Poem on Rice Paper
She forced my music into headphones
and gave away my comics.
She dried out all my wet dreams
and "lost" my khaki t-shirt.
She sucked the milk out of my coffee
and the froth from off my beer.
Please don't tell her I write poetry!
23 July 1989
This is a gross exaggeration of course but there’s some truth here. I was clearly feeling hemmed-in at this point in my life. Less by F. if I’m being honest—and B. would’ve been no better—but by where my life choices had led me and were leading me; the future looked bleak. Everything important to me was getting squeezed into smaller and smaller boxes or eradicated. That’s what happens when you try to walk in another man’s footsteps. Of course it depends on which translation you read. Some render 1 Peter 2:21 as “follow his footsteps” whereas others say “follow in his footsteps”. That wee “in” does make all the difference. The first means head in the same general direction; the latter means adjust your gait to his. If you’ve even walked down the beach and tried to step in the footsteps of someone whose gone ahead of you you’ll realise how unnatural it feels especially if he’s a couple of feet taller than you.
Most habits are unnatural at first; you have to work at them until they become ingrained.
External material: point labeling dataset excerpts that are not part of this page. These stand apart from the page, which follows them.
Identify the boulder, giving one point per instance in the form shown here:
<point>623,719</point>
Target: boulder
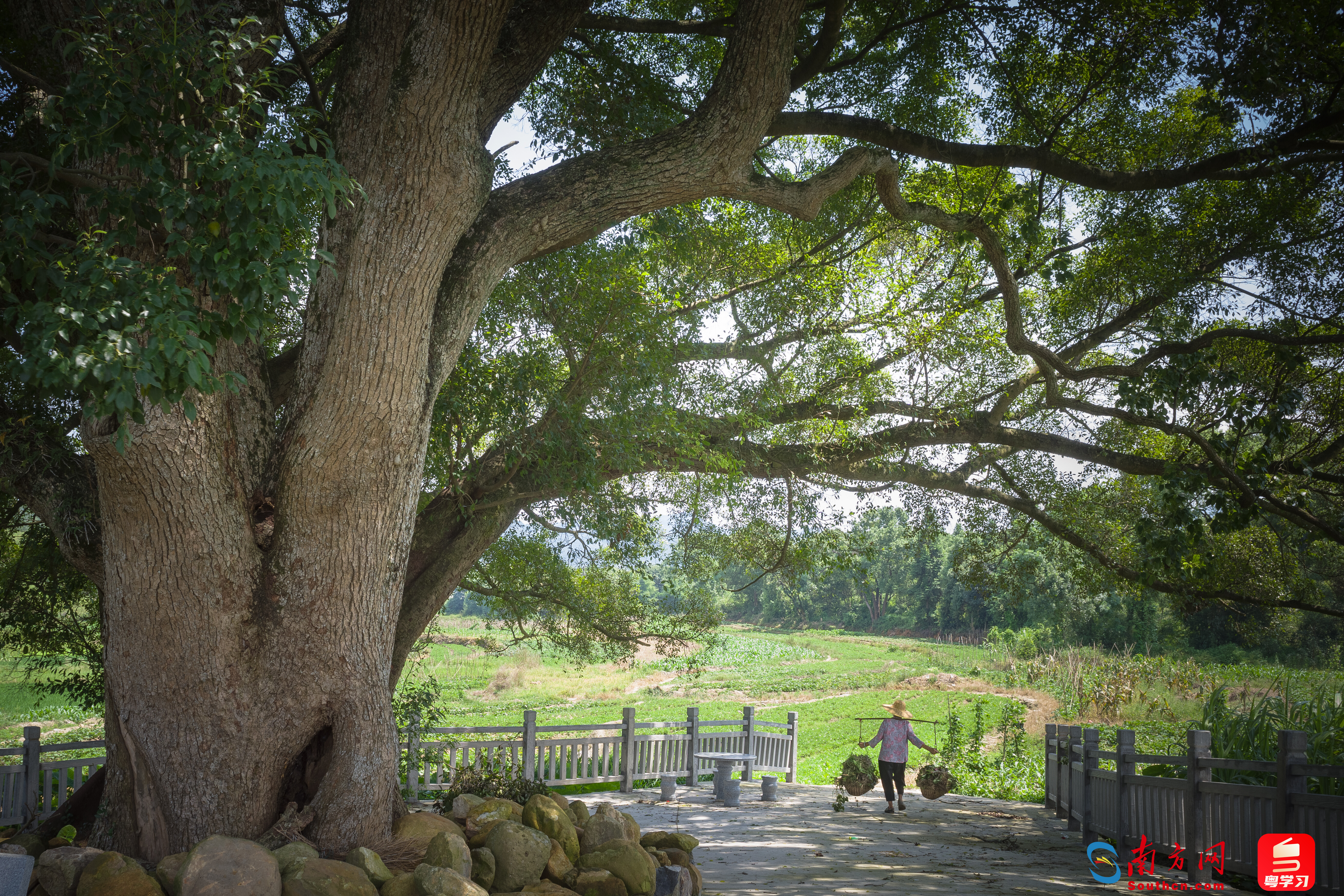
<point>479,840</point>
<point>483,868</point>
<point>167,872</point>
<point>673,880</point>
<point>662,840</point>
<point>371,864</point>
<point>550,889</point>
<point>521,855</point>
<point>425,824</point>
<point>450,851</point>
<point>491,810</point>
<point>400,886</point>
<point>432,880</point>
<point>627,860</point>
<point>545,816</point>
<point>115,875</point>
<point>291,856</point>
<point>327,878</point>
<point>597,882</point>
<point>558,867</point>
<point>58,870</point>
<point>228,863</point>
<point>31,843</point>
<point>464,804</point>
<point>607,824</point>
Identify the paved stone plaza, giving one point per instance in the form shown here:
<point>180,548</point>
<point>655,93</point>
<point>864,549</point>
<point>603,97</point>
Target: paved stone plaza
<point>800,845</point>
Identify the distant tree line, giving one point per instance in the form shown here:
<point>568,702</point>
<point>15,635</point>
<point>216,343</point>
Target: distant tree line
<point>888,575</point>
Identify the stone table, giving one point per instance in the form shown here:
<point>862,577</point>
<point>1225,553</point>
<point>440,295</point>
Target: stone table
<point>724,763</point>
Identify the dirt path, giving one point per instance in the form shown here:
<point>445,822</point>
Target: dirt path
<point>799,845</point>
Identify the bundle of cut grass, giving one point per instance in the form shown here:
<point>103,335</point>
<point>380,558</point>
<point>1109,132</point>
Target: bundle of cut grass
<point>935,781</point>
<point>858,776</point>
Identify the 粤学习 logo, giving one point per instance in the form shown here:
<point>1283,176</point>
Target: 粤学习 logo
<point>1104,863</point>
<point>1287,862</point>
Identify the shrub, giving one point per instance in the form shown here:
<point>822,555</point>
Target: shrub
<point>499,781</point>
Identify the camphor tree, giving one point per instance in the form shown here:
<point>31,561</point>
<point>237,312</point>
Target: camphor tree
<point>786,246</point>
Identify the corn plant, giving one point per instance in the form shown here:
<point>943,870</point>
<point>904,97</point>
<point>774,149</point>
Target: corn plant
<point>1252,731</point>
That still doesn’t make them natural. You’ve just trained yourself to behave a certain way. Like one of Pavlov’s dogs or Skinner’s rats. This doesn’t mean that everything unnatural is bad—you don’t see many animals doing calisthenics or yoga or reciting the times tables—and what’s so bad about a bell ringing to tell you it’s time for tea? In big houses there used to be a dinner gong for goodness sake.